Drop it on the trail: My favorite memoirs start out messy

Ahhh, thank you, Divorce. You’ve spawned many a transformational journey — and consequently some of my most-cherished books.

If you’re a fan of memoir, as I am, you’re familiar with this meme: Post-trauma, the emotionally-scarred embark on a vision quest of sorts — a physical journey that will challenge their idea of themselves — then they return — and write about it — bringing that rich experience to us so we can profit from it vicariously.

Several of my all-time favorite memoirs began this way. Messy:

Wild
Cheryl Strayed

Her mother’s early death and the subsequent shattering of her family sends Cheryl Strayed into a suckhole of despair. Ultimately she abandons her marriage vows and descends into heroin and a type of emotional squalor. Until she alights on the idea of a purging trek, hiking the Pacific Crest Trail alone, without training. Wild offers some of the greatest writing on the interiority of a journey you’ll ever encounter.

Eat Pray Love
Elizabeth Gilbert

This funny, touching tale of a year abroad — in three diverse lands, each with its own purpose — eating in Italy; spiritual retreat in India, a feast of the senses in Bali — is set in motion after the author discards her marriage and home. Few writers capture the fullness of experience better, from playfulness to vivid spiritual epiphany to the beginnings of a seriously sexy mature romance.

The Happy Isles of Oceania: Paddling The Pacific
Paul Theroux

Divorce again haunts the beginnings of this adventure. Travel writer Paul Theroux kayaks from island to island, his aloneness informing his already keen eye for observation. You encounter  those who take him in, those who threaten him (a young islander casually and pointedly prods the canvas skin of his kayak), those who wantonly destroy their own environment (young men who set fires on one island, repeatedly, as a macabre game, one that nearly snuffs out life there).

Tales of a Female Nomad
Rita Golden Gelman

A sudden and unexpected separation from her husband shocks Rita Golden Gelman into such a profound rethinking of her life that she ditches Western civilization entirely. Her purpose becomes living among indigenous peoples wherever she alights, far from the trappings of comfort and luxury. You’ll admire her calmly brazen casting off of all things modern. It may have begun as a lark; it evolved into a years-long way of life.

In Return To Glow: A Pilgrimage of Transformation in Italy, author Chandi Wyant doubles down on wounded beginnings, so to speak. Not only is she suffering through the collapse of her marriage, she’s recovering from a severe bodily trauma that has leeched her of her usual strength and vitality. Still, she sets out to hike the ancient pilgrimage route to Rome, the Via Francigena. You feel her fragility — and her determination — as she hits the trail.
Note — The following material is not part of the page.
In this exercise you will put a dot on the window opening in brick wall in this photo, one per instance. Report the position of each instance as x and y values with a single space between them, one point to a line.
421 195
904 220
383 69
If you love pilgrimages, if you love stories of destabilization and renewal, if you love Italy, if you love spirit and spunk . . . this book is for you.

Here is Chandi Wyant after coaxing her weakened body far beyond its capacity:

Spontaneously, a message comes to me: Drop along the trail the weights of the past in order to receive the gifts of today.

It becomes a mantra that stays with me as I continue on the leafy lane. I start to name the weights and metaphorically drop them as I walk.

My list, said aloud and witnessed by the oak trees, goes like this:

“My divorce. Okay, but what about my divorce? The idea that I’m flawed because I got a divorce. Do I have that idea? Okay, drop it on the trail anyway. The idea that it’s stuck in my body. Yes, that’s a good one. Drop it on the trail!”

I start to swing my trekking poles and point them at the weights I drop, which I picture as plate-sized dung heaps.

“Umm …what about …how I choose the wrong guys? Let’s drop that too, and Mutton Head. Good riddance!”

I stride on, down the car-less lane.

“I’m dropping the idea that I shouldn’t be in my power.”

“I’m dropping the fear of speaking my truth.”

Why do we do that? Play small?

“Drop it on the trail!”

(Buy Return To Glow here. Read more about Chandi Wyant and her current expatriate life here — especially if you want help sourcing your next trip to Italy.) (!)

We all have something we need to drop on the trail. Maybe we can’t envision a trek of any magnitude, but we can easily entertain walking. Daily. Without sound in our ears. Walking steadily forward — away from our anchors — dropping our own plate-sized dung burdens behind us, the ones we’ve been carrying too long.

Some intrepid souls strike out on grand journeys. Think Peace Pilgrim. For many millions more — for the rest of us — there is an enlivening daily practice to be encountered.

It may be a creative practice. It may be a walking meditation. It may be entering the silence. It may be journaling. It may be expressing love energy. It may be whatever you want it to be.

There are many ways to drop it on the trail. Your way is the best way.

One of my favorite ways is to sink into the footsteps of others, through reading. Like tagging along with Chandi Wyant as she step by step, breath by breath, bit by bit, reclaims her power.